Des boîtes noires dans les autos ?

L'installation d'un enregistreur de données au coeur du véhicule (un peu comme les «boîtes noires» dont sont équipés les avions) est une solution envisagée.

«Cela va probablement être réglementaire», avance M. Huère qui y voit «un intérêt pour tous».

Une normalisation des technologies en Europe permettrait également de mieux s'y retrouver, ajoute M. Pénet, indiquant l'existence de travaux sur la question à l'échelle européenne.

Devant les avancées technologiques de l'auto autome, n'est-il pas inévitable qu'on évolue vers le principe de la «responsabilité sans faute» ?

Pour le moment, concernant le cadre réglementaire européen, le principe du conducteur responsable prévaut.Il demeure adapté aux véhicules semi-autonomes actuels, dotés de systèmes d'aide à la conduite (ADAS), qui requièrent en cas de problème la reprise en main immédiate du chauffeur.

En revanche, la question de son évolution se posera une fois le véhicule 100% autonome prêt pour le grand public. Pour le mastodonte européen de l'assurance Allianz, la notion de responsabilité devra évoluer dans la réglementation pour bâtir des contrats adaptés au véhicule autonome.

Les boîtes noires envisagées pour les autos autonomes seront beaucoup plus précises que les enregistreurs de données d'accident qui équipent actuellement les véhicules. Photo : AP

Une question pour la SAAQ

L'assurance «sera-t-elle attachée seulement au véhicule ? Au conducteur ? Ou bien est-ce qu'il y aura un mix des deux ?», s'interroge François Nedey, directeur technique assurances de bien et de responsabilités d'Allianz. Il émettant l'hypothèse d'une «responsabilité sans faute» pour le conducteur.

D'ores et déjà, Allianz, qui anticipe qu'environ un tiers des véhicules seront partiellement ou totalement automatisés d'ici 2035, a lancé cet été en France un contrat dédié aux véhicules semi-autonomes avec à la clé une réduction de la prime d'assurance.

Rabais aux conducteurs qui ne touchent plus à rien

Le groupe prévoit également une baisse de la fréquence des sinistres pouvant engendrer un gain net de l'ordre de 10% à 20%, en dépit d'une augmentation du coût moyen de la réparation.

Néanmoins, «une voiture autonome truffée de capteurs coûte cher», rappelle M. Huère.
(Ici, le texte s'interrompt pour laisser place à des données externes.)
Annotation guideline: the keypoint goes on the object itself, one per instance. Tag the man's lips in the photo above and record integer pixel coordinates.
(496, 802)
Majoritairement maîtres d'oeuvre de l'élaboration technologique des véhicules, les constructeurs pourraient voir leur responsabilité plus souvent mise en cause par les assureurs.

«Les constructeurs automobiles auront peut-être intérêt à aller plus largement sur le marché de l'assurance automobile, notamment ceux qui ont déjà des bras armés assurantiels», analyse Daniel Dadoun, associé spécialiste des institutions financières et assurances pour le cabinet de conseil AT Kearney.

«Si leur responsabilité est plus souvent engagée», les constructeurs «pourront être tentés d'en faire une opportunité en orientant les réparations vers leurs propres ateliers, qui souffrent aujourd'hui de la baisse des sinistres et de l'orientation des assurés vers des réseaux agrées par leurs assureurs», poursuit-il.